A pocos escapa la importancia de la Suprema Corte de Justicia. Resuelve los conflictos entre poderes, da contenido a los derechos y tiene la última palabra sobre el significado de la Constitución. Como todo tribunal constitucional tiene una integración colegiada y en la designación de los ministros participan tanto el presidente, quien integra las ternas, como el Senado, que por mayoría calificada hace la designación.

La Corte necesita reunir un conjunto de condiciones para poder desempeñar cabalmente sus funciones. Requiere de ministros técnicamente capaces, independientes políticamente y con una trayectoria que avale conocimiento, visión y responsabilidad. Subrayo que resulta absolutamente crucial la percepción de independencia que se tenga tanto del conjunto como de cada uno de los ministros. De ella depende su capacidad de actuar eficazmente como juez de última instancia, aun en los casos en que no se compartan sus razones y decisiones.

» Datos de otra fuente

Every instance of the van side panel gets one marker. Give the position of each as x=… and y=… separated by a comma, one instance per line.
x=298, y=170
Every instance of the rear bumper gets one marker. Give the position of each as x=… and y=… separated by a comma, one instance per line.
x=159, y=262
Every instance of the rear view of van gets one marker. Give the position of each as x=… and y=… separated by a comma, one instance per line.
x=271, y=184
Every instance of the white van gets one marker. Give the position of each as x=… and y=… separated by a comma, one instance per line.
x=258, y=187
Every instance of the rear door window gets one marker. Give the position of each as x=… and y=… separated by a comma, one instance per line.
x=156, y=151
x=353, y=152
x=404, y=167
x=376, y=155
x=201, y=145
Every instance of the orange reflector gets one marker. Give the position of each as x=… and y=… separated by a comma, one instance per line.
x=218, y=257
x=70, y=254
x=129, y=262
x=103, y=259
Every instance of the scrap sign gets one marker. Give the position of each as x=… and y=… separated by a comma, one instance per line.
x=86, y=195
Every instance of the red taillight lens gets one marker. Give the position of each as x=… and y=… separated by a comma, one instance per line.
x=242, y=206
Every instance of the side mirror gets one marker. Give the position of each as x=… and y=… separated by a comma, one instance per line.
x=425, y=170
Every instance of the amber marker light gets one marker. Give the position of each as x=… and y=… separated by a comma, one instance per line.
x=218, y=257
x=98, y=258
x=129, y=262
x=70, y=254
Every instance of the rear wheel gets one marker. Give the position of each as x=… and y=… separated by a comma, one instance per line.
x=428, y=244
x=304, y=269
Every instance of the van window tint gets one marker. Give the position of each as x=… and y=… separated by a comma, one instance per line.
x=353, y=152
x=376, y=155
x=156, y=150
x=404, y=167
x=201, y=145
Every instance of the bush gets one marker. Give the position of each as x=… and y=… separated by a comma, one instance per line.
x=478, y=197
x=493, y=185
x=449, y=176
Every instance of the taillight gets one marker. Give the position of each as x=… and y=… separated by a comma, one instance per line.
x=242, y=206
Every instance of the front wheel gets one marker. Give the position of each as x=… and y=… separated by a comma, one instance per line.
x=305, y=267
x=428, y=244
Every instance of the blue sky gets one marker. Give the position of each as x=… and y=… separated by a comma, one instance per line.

El presidente Peña Nieto deberá integrar en las próximas semanas dos ternas para sustituir a los ministros Juan Silva y Olga Sánchez Cordero, ambos ampliamente reconocidos y respetados, y a quienes generalmente se les considera miembros del ala “liberal” de la Corte (el adjetivo es impreciso pero ayuda a entender su legado). Un buen resultado para la Corte y el país requiere de dos condiciones: buenas ternas sin destinatario predefinido y decisiones razonadas del Senado. Pero se trata de una tarea que enfrenta varios dilemas.

El primero es si la militancia partidista o la representación de intereses privados constituyen impedimentos éticos y políticos que deben excluir a algunos candidatos. Esta es una cuestión debatible que habrá que poner en la mesa (desde 1994 al menos dos ministros fueron militantes de partidos políticos); lo cierto es que en la actual coyuntura y dado el (des)ánimo que guarda la opinión pública, designaciones con estas características se leerán irremediablemente como la “partidización” de la Corte a través de cuotas para los partidos. Esto minaría la credibilidad del tribunal constitucional, con independencia de los méritos de las personas involucradas.

El segundo dilema es si las ternas deben incluir sólo a miembros de carrera judicial, o bien permitir que participen juristas que provienen de otros horizontes profesionales. La evidencia muestra claramente que la presencia de “externos” es una de las razones que mejor explican la evolución de la Corte y su jurisprudencia. También es cierto que la presencia de jueces de carrera ha sido un factor de estabilidad, pues la Corte sigue siendo un tribunal de casación. Hay ejemplos de ministros de carrera que evolucionaron y lograron una visión propia de un juez constitucional.

El tercer dilema es la cuestión de género. Considero que por diseño, por una visión política, conviene que se sumen más mujeres al pleno de la Corte. Tengo también la convicción que existen juristas capaces, independientes y con trayectorias que justificarían su participación al máximo tribunal del país. No es entonces una cuestión de cuotas, sino de identificar a esas mujeres aunque no sean siempre las más visibles.

La integración de las ternas es una tarea delicada, compleja y que implica balances difíciles. Creo que el criterio central debe estar orientado por dos condiciones. Primero privilegiar las competencias y capacidades probadas, el sentido común y la visión de los candidatos. La segunda, que exista evidencia de su independencia. Si estas condiciones se dan, el Senado tendría que seguir un procedimiento público ejemplar de examen, revisión y ponderación para seleccionar a quienes, durante los próximos 15 años, definirán en buena medida el tipo de país que queremos tener.